After completing school, Oleynikov worked at the Zelenokumsk Repair Plant in 1968–1969 as an apprentice fitter and second-class tool fitter. From 1969 to 1971, he served in the Soviet Armed Forces. After completing his military service, he entered Moscow State University.

== Political and professional career ==
After graduating from Moscow State University, Oleynikov was assigned to Ulyanovsk. From 1978, he worked in the city committee of the Komsomol and later in the propaganda and agitation department of the Ulyanovsk Regional Committee of the Communist Party of the Soviet Union.

From 1987 to 1991, he worked at the Higher School of the All-Union Central Council of Trade Unions as a lecturer and deputy dean.

From 1991 to 1996, Oleynikov headed the advertising and public relations department of Inkombank.

From 1996 to 1998, he worked at Norilsk Nickel, where he headed the company's foreign relations department.

In 2001–2002, Oleynikov served as deputy head for foreign relations in the administration of the governor of the Taymyr Autonomous Okrug, Alexander Khloponin. After Khloponin became head of the administration of Krasnoyarsk Krai, Oleynikov served as his deputy from 2002 to 2005.

From 2005 to 2008, he was Deputy Chairman of the Central Executive Committee of United Russia responsible for regional policy.

From 2008 to 2010, Oleynikov served as Deputy General Director of Norilsk Nickel.

From 2010 to 2012, he worked as a deputy in the office of Alexander Khloponin, the Plenipotentiary representative of the President of Russia in the North Caucasian Federal District.

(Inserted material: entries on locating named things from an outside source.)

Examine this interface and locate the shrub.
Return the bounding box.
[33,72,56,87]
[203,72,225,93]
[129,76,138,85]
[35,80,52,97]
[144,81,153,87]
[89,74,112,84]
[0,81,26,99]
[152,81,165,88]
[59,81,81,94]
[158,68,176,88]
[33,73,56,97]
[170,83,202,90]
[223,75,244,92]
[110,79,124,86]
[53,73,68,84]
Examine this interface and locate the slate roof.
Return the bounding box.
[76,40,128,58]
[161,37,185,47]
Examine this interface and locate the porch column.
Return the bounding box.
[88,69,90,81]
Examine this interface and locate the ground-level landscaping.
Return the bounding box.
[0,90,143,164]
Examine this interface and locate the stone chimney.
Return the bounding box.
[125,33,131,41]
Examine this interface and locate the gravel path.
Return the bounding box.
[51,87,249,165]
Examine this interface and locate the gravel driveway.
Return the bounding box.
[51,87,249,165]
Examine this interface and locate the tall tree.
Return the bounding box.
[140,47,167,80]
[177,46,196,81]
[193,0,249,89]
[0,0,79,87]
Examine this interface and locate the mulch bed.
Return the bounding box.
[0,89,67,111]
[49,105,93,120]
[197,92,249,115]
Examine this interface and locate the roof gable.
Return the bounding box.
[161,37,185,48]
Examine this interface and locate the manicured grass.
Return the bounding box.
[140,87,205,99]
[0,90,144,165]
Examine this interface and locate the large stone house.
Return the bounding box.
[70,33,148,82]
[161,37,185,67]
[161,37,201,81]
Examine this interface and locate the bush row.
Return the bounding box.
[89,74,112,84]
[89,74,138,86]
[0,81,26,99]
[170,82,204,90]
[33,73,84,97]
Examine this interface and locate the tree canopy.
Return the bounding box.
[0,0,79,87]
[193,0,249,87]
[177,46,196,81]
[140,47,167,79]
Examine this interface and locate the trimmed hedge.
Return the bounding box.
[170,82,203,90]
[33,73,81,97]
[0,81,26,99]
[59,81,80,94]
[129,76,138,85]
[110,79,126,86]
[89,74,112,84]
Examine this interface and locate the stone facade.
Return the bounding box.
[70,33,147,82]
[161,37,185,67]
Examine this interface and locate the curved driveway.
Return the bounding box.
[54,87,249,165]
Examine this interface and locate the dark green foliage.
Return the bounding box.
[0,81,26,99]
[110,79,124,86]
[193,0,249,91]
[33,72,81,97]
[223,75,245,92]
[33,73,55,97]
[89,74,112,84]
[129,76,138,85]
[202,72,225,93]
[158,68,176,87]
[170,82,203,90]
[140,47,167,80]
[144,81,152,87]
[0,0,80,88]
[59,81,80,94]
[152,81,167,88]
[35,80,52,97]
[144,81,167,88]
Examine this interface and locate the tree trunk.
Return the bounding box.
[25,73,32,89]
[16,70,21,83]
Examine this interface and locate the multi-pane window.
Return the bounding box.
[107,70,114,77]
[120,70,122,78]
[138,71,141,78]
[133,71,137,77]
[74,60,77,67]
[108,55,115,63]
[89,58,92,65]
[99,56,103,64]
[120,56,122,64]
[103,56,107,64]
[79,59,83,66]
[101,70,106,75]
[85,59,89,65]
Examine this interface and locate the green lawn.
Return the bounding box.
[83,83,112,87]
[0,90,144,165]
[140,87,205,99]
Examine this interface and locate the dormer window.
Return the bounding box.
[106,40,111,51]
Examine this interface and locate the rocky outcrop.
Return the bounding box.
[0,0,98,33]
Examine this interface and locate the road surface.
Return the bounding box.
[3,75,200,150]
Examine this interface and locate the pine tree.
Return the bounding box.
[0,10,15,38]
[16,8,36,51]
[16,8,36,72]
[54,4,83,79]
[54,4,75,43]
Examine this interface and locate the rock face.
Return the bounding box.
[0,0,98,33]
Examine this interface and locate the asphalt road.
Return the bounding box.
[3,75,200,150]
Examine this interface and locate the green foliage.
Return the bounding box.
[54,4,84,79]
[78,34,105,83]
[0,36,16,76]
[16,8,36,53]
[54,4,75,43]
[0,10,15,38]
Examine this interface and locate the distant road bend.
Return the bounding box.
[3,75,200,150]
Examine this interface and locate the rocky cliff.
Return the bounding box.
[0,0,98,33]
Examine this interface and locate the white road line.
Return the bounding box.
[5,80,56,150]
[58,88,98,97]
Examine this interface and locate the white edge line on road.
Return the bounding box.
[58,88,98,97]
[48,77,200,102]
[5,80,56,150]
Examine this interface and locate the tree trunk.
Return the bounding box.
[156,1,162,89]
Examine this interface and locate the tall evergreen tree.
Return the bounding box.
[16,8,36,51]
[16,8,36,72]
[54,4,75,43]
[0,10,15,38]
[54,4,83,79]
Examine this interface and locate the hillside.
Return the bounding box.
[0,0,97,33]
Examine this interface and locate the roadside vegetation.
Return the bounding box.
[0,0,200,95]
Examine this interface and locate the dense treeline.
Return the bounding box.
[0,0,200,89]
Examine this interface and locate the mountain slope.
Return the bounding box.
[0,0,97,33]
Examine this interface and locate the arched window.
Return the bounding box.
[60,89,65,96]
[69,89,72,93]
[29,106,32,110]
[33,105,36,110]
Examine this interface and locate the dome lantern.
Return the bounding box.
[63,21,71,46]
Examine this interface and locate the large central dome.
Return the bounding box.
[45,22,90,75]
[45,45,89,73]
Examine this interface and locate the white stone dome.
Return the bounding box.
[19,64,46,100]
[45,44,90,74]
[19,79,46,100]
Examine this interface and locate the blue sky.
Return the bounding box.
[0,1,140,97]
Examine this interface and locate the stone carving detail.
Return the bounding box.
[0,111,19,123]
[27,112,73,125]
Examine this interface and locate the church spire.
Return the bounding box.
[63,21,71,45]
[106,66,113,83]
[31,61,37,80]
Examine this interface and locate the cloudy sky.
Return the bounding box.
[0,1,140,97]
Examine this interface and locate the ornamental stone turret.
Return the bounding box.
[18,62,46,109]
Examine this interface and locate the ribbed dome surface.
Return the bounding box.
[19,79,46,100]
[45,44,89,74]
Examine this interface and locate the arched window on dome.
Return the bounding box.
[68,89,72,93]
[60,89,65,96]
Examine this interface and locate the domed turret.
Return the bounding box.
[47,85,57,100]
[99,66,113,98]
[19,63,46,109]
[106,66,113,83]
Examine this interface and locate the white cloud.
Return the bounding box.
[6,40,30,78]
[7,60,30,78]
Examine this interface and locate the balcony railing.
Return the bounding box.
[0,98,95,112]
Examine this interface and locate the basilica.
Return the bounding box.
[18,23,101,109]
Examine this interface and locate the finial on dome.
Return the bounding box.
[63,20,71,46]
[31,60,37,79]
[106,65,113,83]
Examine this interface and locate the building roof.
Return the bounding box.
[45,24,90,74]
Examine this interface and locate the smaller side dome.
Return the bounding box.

From 2012 to 2013, Oleynikov served as First Deputy Chairman of the Government of Moscow Oblast.

From 2013 to 2015, he served as Vice Governor of Moscow Oblast for political affairs.

From 2015 to 2016, he served as Deputy Chairman of the Government of Moscow Oblast.

== State Duma ==
In September 2016, Oleynikov ran for the State Duma as a candidate of United Russia. Following the election, he was elected to the 7th State Duma from the 126th single-member electoral district.

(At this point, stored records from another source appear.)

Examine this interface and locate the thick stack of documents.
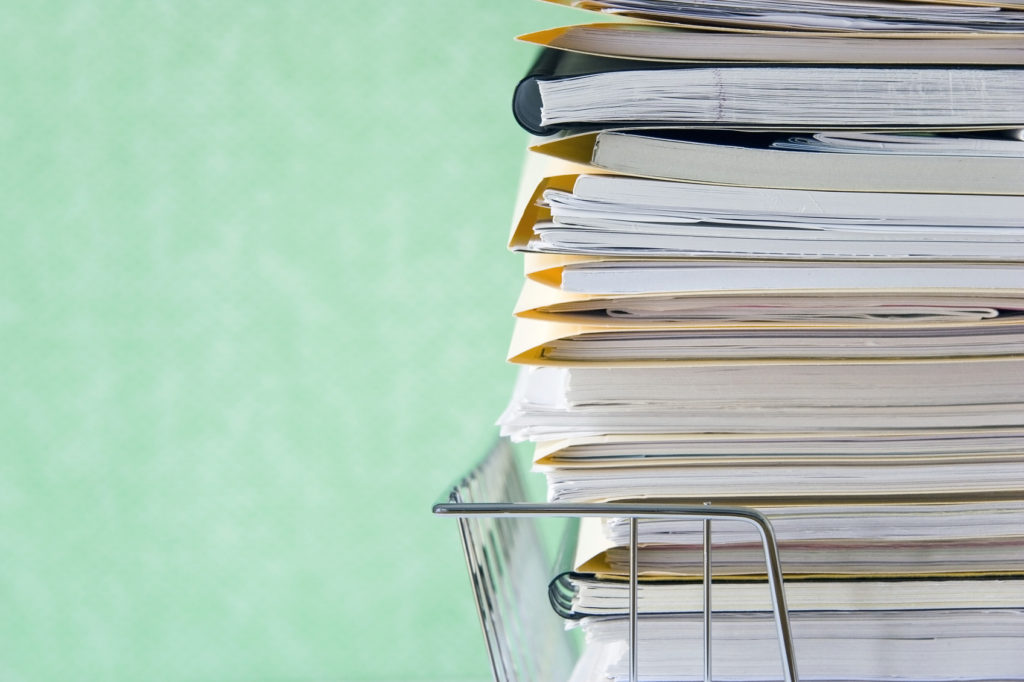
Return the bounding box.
[491,0,1024,681]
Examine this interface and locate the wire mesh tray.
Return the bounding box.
[433,439,799,682]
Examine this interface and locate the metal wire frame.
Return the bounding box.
[433,440,799,682]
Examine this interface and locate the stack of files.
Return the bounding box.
[499,0,1024,682]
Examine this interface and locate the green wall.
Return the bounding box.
[0,0,585,682]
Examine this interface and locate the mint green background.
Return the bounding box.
[0,0,582,682]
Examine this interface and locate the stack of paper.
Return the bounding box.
[487,0,1024,681]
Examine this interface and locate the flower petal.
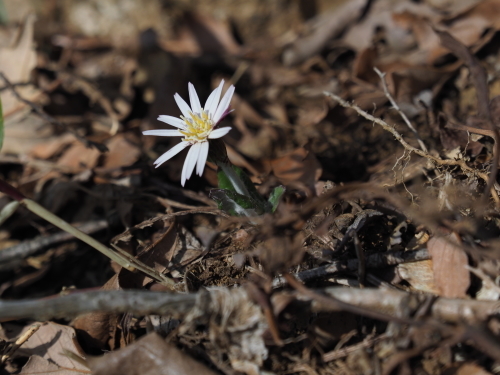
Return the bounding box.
[188,82,201,113]
[158,115,186,129]
[208,127,231,139]
[153,141,190,168]
[203,80,224,119]
[212,85,234,124]
[142,129,184,137]
[174,93,191,118]
[196,142,208,176]
[181,143,201,186]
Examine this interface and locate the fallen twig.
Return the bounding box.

He was a member of the United Russia faction and served as Deputy Chairman of the State Duma Committee on Financial Markets.

== Legislative activity ==
During his term as a member of the 7th State Duma from 2016 to 2019, Oleynikov was a co-author of nine legislative initiatives and amendments to federal bills.

== Awards ==
- Order of Honour (8 July 2011), for services in education and many years of productive work.
- Russian Government Letter of Appreciation (16 December 2019), for his contribution to the development of Russian parliamentarism and active legislative work.